The CNY-denominated bond market is little exposed to Evergrande’s debt while the USD-denominated bond market in Asia is more exposed, at 2% of high yield.
Evergrande made a $35.9 million coupon payment to CNY bondholders on Thursday, September 22nd. However, the firm still has $700 million in payments due through January, mostly to USD bondholders. The company will have to negotiate with USD creditors to make these payments in order to stave off a default.

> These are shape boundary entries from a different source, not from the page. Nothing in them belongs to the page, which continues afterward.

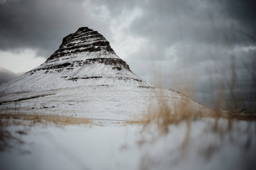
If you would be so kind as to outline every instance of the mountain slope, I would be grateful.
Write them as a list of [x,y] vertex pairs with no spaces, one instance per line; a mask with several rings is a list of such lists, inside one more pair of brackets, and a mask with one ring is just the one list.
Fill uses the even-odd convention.
[[130,70],[102,35],[82,27],[64,37],[44,63],[0,85],[0,94],[104,84],[152,86]]
[[205,114],[211,109],[178,92],[160,89],[134,74],[109,42],[87,27],[63,39],[39,67],[0,84],[1,113],[57,114],[120,120],[139,118],[164,103],[183,103]]

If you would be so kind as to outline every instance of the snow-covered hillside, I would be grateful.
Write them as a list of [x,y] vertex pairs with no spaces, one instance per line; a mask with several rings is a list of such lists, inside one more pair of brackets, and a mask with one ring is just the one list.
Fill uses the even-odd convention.
[[191,110],[210,108],[176,91],[162,90],[134,74],[104,37],[87,27],[63,39],[39,67],[0,85],[1,113],[55,114],[131,119],[158,107],[189,103]]

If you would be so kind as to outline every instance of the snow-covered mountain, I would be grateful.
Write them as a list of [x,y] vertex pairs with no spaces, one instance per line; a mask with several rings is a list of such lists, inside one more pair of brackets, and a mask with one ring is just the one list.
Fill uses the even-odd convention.
[[82,27],[64,37],[44,63],[2,84],[0,94],[105,84],[152,86],[130,70],[102,35]]
[[105,37],[88,27],[64,37],[39,67],[0,84],[1,113],[129,120],[157,107],[159,99],[171,108],[184,99],[191,110],[210,110],[134,74]]

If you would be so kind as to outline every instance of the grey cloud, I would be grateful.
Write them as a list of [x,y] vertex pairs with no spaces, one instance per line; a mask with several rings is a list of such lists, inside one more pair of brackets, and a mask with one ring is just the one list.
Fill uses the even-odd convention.
[[0,50],[32,49],[38,56],[49,57],[65,36],[82,26],[98,25],[82,2],[20,0],[0,3]]
[[[86,2],[89,6],[84,6],[84,1],[68,0],[0,3],[0,22],[3,23],[0,27],[0,50],[31,48],[38,55],[48,57],[64,36],[82,26],[98,31],[111,44],[115,33],[109,27],[112,22],[124,11],[139,8],[141,15],[122,29],[122,33],[147,42],[126,58],[135,74],[153,83],[158,83],[155,75],[160,74],[168,88],[192,84],[195,92],[204,96],[201,101],[206,101],[211,95],[217,99],[216,91],[222,84],[229,91],[233,56],[237,75],[234,90],[240,89],[245,100],[255,101],[256,50],[236,50],[255,45],[255,1]],[[170,48],[174,52],[169,53]]]
[[10,80],[19,74],[16,74],[9,70],[0,66],[0,84]]

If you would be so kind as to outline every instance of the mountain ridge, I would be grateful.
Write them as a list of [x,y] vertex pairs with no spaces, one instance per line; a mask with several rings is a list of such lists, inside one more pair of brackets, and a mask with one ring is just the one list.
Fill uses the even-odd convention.
[[130,70],[102,35],[81,27],[44,63],[1,84],[0,94],[93,84],[154,87]]

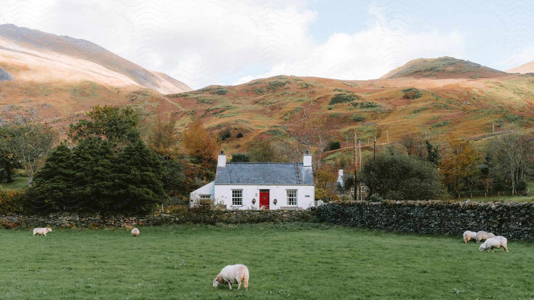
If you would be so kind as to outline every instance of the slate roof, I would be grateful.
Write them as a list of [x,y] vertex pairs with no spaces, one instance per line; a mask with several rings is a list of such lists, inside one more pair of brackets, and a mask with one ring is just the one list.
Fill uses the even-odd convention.
[[313,184],[311,167],[298,165],[300,184],[294,163],[227,162],[226,167],[217,167],[215,184]]

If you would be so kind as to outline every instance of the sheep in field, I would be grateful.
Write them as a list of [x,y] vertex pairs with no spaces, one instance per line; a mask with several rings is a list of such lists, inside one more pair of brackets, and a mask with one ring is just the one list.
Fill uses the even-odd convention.
[[35,236],[36,234],[44,235],[45,236],[46,236],[46,233],[50,231],[52,231],[51,228],[34,228],[34,235],[33,236]]
[[491,249],[491,252],[493,251],[493,248],[499,249],[500,247],[504,248],[505,252],[508,252],[508,245],[507,244],[507,241],[506,238],[504,236],[496,236],[494,238],[490,238],[486,240],[484,243],[480,245],[478,248],[478,250],[480,251],[484,251],[487,249],[489,251]]
[[241,288],[243,281],[245,288],[248,289],[248,269],[245,265],[228,265],[221,270],[221,273],[213,280],[213,287],[227,284],[232,289],[232,283],[238,283],[237,289]]
[[476,242],[478,243],[482,240],[487,240],[491,238],[494,238],[495,235],[491,232],[486,232],[485,231],[479,231],[476,233]]
[[476,232],[467,231],[464,233],[464,242],[467,243],[471,240],[476,240]]
[[132,234],[133,234],[134,236],[137,238],[137,235],[139,234],[139,230],[137,229],[137,228],[134,228],[134,229],[132,229]]

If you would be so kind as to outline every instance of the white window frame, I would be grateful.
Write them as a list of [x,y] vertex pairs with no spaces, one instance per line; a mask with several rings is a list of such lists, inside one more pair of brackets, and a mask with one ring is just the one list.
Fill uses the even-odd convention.
[[[294,192],[294,196],[289,196],[289,193],[292,193],[292,195],[293,194],[293,192]],[[289,204],[289,201],[290,200],[294,199],[295,204]],[[299,190],[286,190],[286,204],[287,206],[298,206],[299,205]]]
[[[240,203],[240,204],[237,204]],[[231,206],[243,206],[243,190],[232,190]]]

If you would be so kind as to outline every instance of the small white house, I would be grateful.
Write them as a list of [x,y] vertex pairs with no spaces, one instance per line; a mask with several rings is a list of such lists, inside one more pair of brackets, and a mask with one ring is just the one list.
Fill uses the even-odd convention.
[[228,209],[303,209],[317,206],[311,155],[302,163],[226,162],[218,155],[215,180],[190,194],[191,205],[198,199],[215,199]]

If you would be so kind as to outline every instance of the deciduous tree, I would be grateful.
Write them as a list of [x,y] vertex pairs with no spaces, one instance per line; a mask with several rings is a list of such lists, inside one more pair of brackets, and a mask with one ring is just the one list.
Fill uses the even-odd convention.
[[182,143],[194,162],[202,164],[217,162],[217,138],[204,128],[200,119],[193,121],[183,136]]
[[480,169],[480,153],[473,142],[463,138],[449,138],[448,155],[439,164],[443,183],[450,191],[458,193],[470,187],[470,180],[478,178]]

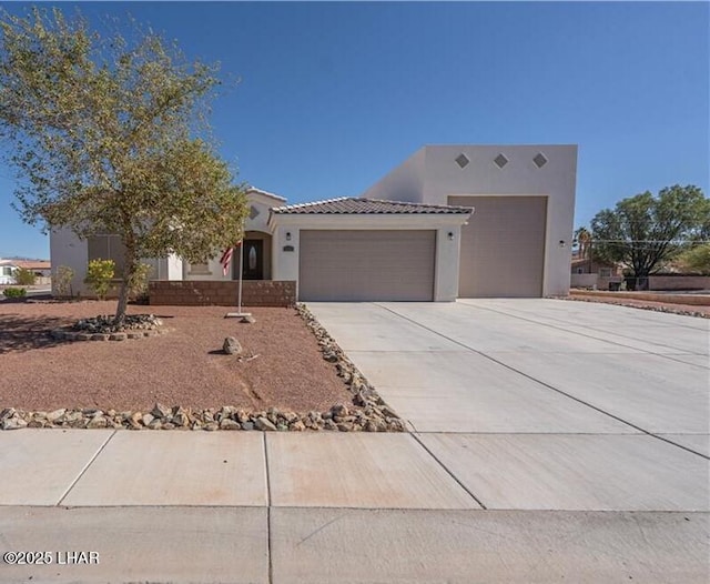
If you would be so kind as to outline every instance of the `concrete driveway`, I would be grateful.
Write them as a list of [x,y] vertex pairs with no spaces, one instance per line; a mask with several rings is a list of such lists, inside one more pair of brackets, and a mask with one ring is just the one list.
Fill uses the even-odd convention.
[[310,308],[485,509],[710,506],[708,320],[561,300]]
[[0,581],[710,580],[710,321],[310,308],[412,433],[0,432]]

We believe that neither a disorderly default nor a complete government bailout are likely. The most likely outcome is a government-facilitated debt restructuring, which appears to already be underway. The government has stressed that Evergrande’s debt should be resolved through a market-oriented approach while preventing systemic risks in the process and ensuring stable operations at Evergrande’s projects. While the government will not guarantee Evergrande’s debt, it will facilitate restructuring and bankruptcy proceedings. All legal proceedings against the company have already been centralized in a court in Guangzhou. Furthermore, the government is corralling banks to form a creditors’ union.
Evergrande’s story is intertwined with the story of China’s ongoing economic transformation. Investors in emerging markets often lean on real estate to passively capitalize on a high rate of economic growth. However, shifting market dynamics are causing China’s savings mix to increasingly resemble a developed market. Evergrande’s recent trouble is a symptom, not a cause, of this new reality. China’s future growth will be supported by industries such as internet services, information technology, health care, and consumer products. Furthermore, China’s public will be taking advantage of investing in growing companies, not only housing, as seen in traditional developed markets.
The restructuring of Evergrande will be an important test for China’s still developing bankruptcy laws. If successful, the government’s actions here will serve as an example for future cases and even other Asian governments with fledgling bankruptcy and default provisions.
Evergrande’s restructuring was a long-time coming and is a symptom, rather than a cause, of China’s ongoing economic transformation. While the developer’s uncertain future has sent shockwaves through global commodity, fixed income, and equity markets, it may ring in a new age of Asia investing.
- Bloomberg Businessweek. “Evergrande Debt Crisis Is Financial Stress Test No One Wanted,” Bloomberg. July 22, 2021.
- Data from CICC Research as of February 9, 2021.
- Data from World Federation of Exchanges as of January, 2021.
- Wilson, Barry. “Xi Jinping says houses are ‘for living in, not speculation’. But is Hong Kong listening?” South Morning Post. November 12, 2017.
High Yield: The term ‘high yield’ refers to the quality of a company’s credit. To be considered a high yield issue, the company must be rated lower than ‘BBB’ by Standard and Poor’s or Moody’s. Anything ‘BBB’ or above is considered investment grade.
China CNY Onshore Bond Market: All debt securities traded publicly in China and denominated in Renminbi (RMB or CNY), the official currency of the People’s Republic of China.